Enjoy the prospect
Even if we take in settlement by Maori, New Zealand’s human history is a mere blink on the calendar. Being brought up in New Zealand gives us huge advantages, but it also deprives us of a historical perspective, that essential experience which enables us to know ourselves and our place in time.
The only significant counterbalance is that offered by Europe. Oh, the Americas and Africa offer interesting travel, but being able to gain some understanding of the way our cultural ancestors existed is unique.
One of the most complete of those experiences was being able to travel with Calder and Lawson Tours in June 2010 on a Europe tour with an itinerary which included Hungary, Austria, Slovakia, and the Czech Republic.
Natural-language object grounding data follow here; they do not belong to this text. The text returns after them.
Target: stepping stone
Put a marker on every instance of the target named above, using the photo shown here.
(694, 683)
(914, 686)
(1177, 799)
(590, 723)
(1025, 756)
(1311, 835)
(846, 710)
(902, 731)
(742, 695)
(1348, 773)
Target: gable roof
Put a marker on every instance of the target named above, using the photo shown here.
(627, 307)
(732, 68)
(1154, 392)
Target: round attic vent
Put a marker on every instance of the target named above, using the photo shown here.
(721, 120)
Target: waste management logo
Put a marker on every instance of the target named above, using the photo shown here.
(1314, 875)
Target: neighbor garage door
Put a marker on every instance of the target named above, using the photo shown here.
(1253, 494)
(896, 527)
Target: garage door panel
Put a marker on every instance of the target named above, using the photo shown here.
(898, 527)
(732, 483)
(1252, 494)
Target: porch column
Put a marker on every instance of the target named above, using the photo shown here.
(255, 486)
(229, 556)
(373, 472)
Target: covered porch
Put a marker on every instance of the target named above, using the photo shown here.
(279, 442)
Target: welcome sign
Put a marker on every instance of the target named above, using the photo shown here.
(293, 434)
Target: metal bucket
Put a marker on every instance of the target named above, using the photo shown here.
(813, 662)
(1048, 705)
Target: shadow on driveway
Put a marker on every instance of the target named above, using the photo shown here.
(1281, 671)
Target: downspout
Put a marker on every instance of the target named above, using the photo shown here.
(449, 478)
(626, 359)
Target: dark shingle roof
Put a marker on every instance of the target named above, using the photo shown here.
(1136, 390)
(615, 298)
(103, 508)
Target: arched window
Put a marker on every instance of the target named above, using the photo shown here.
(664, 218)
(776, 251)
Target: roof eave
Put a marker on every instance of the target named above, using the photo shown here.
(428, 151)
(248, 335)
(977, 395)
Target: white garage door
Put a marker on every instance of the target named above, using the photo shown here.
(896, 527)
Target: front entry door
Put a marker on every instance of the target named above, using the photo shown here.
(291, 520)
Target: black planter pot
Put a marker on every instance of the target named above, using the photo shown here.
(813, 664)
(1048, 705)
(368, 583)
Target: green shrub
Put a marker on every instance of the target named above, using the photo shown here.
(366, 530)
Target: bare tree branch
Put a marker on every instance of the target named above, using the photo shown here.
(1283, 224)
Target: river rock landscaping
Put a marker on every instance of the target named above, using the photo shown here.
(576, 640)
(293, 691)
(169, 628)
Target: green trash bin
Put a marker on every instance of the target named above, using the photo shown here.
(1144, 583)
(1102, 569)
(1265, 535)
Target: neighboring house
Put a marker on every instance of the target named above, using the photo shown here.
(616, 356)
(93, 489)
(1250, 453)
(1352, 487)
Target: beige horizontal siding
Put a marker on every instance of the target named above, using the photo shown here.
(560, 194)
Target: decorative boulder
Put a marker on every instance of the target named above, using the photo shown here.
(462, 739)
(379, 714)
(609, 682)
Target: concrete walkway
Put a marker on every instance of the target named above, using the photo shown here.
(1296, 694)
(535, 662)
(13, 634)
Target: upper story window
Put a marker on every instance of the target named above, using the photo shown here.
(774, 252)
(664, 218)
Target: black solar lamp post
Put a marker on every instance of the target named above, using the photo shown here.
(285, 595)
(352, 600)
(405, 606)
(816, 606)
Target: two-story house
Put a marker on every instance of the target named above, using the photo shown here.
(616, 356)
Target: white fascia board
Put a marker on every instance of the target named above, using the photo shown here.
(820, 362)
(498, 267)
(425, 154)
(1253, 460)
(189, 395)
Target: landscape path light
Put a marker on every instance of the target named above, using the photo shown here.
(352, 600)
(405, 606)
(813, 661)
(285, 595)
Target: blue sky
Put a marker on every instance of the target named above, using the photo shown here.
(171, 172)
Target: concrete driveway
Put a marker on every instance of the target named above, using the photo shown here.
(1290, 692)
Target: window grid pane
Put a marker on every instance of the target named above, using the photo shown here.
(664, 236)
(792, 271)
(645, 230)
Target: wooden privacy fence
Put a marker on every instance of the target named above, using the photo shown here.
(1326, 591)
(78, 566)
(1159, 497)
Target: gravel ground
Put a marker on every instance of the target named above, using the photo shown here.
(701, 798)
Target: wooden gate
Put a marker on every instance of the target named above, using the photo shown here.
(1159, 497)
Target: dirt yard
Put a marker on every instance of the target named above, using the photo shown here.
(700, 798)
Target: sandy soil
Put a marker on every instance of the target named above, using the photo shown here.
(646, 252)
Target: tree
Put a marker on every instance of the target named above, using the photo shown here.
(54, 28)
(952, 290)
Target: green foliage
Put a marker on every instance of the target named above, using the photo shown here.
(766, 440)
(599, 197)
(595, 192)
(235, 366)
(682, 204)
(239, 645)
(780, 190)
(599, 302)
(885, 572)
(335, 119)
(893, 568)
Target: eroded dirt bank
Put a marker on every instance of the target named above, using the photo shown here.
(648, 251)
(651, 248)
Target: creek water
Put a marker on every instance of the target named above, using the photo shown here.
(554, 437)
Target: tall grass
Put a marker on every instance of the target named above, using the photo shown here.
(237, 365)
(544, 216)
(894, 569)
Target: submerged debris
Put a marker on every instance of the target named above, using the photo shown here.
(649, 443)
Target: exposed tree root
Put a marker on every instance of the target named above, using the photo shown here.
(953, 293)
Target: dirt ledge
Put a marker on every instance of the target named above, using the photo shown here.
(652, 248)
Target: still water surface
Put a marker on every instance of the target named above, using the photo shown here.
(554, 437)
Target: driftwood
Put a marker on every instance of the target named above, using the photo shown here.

The tour was designed to provide its members with first hand experiences which connected with the past through architecture, cuisine, art – especially music, and a continuing commentary on the historical background which underlay the places and people we were experiencing.
In a wonderful paradox, a single event summed up the tour. We were driven from Vienna to the small village of Wolkesdorf which was largely built on a hill on top of which was an ancient Baroque church, around which were tracts of vineyards, and under which was a maze of tunnels which served as communal cellars for the local wine makers.
After an illuminating tour of the village which included houses which had been occupied since the 1530s and a very modern church built as a shrine to and commemoration of the way recent wars had affected the local population and provided a perfect connection between a turbulent past and a currently idyllic present, we were taken to dinner by the owner of one of the vineyards.
The evening was memorable, and I quote from our notes “We had and authentic South Austrian meal – sauerkraut, dumplings, baked smoked pork, pickled pork, and potatoes, with five local white wines to taste, two reds, and a stickie. Each wine came out during the meal.
A Moravian folklorico band played and sang all evening. They were loud, and passionate, and used 2 fiddles, a double bass, and an ancient dulcimer. “This was as far from New Zealand as we could get, and yet the connections with what we are, and where we have come from, was as enjoyably obvious as our hosts were to have us there.
This was genuine tourism, touring with intent and receiving inestimable value, and as far from the rat trap rush-and-plother events which masquerade as tours and are merely a collection of stopsoffs to be ticked off as having been there.
Now, dammit, having written this, I’m so excited about the next trip it cannot come soon enough. I have French ancestry. Perhaps a trip up the Seine and down the Rhone to the Mediterranean….
Enjoy the prospect.
Posted: November 30th, 2010 under Travel Blog.